The IMF in its report, “Gender, Technology and the Future Work”, said globally, 11 per cent of women were at risk of losing their jobs due to advances in computer technology, while only four per cent of the male population faced the same risk.
The IMF President, Ms Christine Lagarde, made this known on Tuesday at a panel discussion on “Empowering Women in the Workplace” at the IMF/World Bank Annual Meetings in Bali, Indonesia.
Lagarde said: “Less well-educated and older female workers aged 40 and above, as well as those in low-skill clerical, service, and sales positions are disproportionately exposed to automation.
“Extrapolating our results, we find that around 180 million female jobs are at high risk of being displaced globally.
“Therefore, policies are needed to endow women with required skills, close gender gaps in leadership positions and bridge digital gender divide that could confer greater flexibility in work, benefiting women.”
Also, the Indonesian Minister of Finance, Mrs. Mulyani Indrawati, said adding more women into the labour force of an economy would reduce poverty and ensure prosperity.
She urged women to be role models at their places of work. “As women, we must strive to do extraordinarily well in other to set example for the younger generation.

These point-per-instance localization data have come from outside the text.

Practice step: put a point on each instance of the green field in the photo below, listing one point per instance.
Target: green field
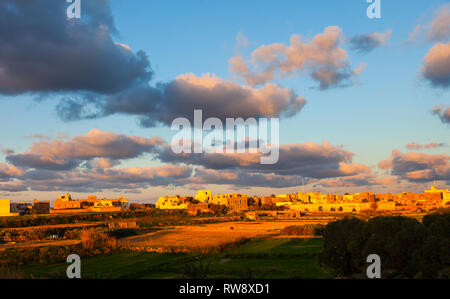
(269, 258)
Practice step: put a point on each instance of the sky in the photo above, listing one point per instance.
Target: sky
(86, 104)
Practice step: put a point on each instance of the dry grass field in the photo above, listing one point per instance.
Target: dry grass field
(210, 235)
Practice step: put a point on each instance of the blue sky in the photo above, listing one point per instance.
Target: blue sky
(386, 109)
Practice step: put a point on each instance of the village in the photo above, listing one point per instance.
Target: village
(291, 205)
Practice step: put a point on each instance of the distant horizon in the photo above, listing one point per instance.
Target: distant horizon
(87, 100)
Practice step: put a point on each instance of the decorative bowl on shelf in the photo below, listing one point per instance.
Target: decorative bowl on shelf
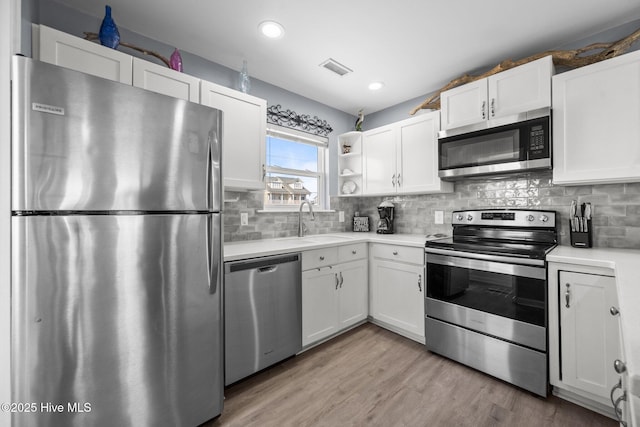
(348, 187)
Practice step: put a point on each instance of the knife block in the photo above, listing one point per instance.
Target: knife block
(582, 239)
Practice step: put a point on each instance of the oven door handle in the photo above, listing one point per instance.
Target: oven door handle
(484, 265)
(486, 257)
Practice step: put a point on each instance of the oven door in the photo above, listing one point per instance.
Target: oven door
(504, 300)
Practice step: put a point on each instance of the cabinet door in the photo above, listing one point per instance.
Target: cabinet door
(418, 155)
(521, 89)
(398, 297)
(160, 79)
(595, 122)
(589, 334)
(353, 293)
(243, 143)
(82, 55)
(464, 105)
(379, 148)
(319, 304)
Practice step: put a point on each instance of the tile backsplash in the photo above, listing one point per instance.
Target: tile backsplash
(616, 209)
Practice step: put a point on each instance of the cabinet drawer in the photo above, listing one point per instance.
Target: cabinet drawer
(352, 252)
(317, 258)
(398, 253)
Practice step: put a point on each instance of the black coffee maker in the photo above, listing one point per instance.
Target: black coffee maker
(385, 223)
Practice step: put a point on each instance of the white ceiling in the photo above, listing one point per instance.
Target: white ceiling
(414, 46)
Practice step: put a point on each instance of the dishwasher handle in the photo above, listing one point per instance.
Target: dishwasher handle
(263, 265)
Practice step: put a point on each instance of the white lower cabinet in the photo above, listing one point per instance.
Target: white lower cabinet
(397, 289)
(584, 335)
(334, 297)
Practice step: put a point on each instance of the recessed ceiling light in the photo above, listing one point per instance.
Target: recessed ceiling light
(271, 29)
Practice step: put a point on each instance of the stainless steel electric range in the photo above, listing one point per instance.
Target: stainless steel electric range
(486, 300)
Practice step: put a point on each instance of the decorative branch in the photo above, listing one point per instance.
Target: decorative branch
(94, 36)
(278, 116)
(573, 58)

“We also need to ensure girls have the right role models and mentors so they can really be the ones leading the way,” she said.
The Executive Secretary, United Nations Economic Commission for Africa, Mrs. Vera Songwe, also said increased access to the Internet would bridge women’s skill gap.
“250 million fewer women than men in 2017 had access to the Internet. In Africa, 27 million fewer women access reliable and affordable Internet, which will help close the current digital divide,” Songwe said.
She also said higher female labour force participation could boost economic growth of a country. “Creating more and better opportunities for women to engage in paid work and a greater ability to control their income and assets can also contribute to stronger economic growth in emerging market and low-income economies,” she stated.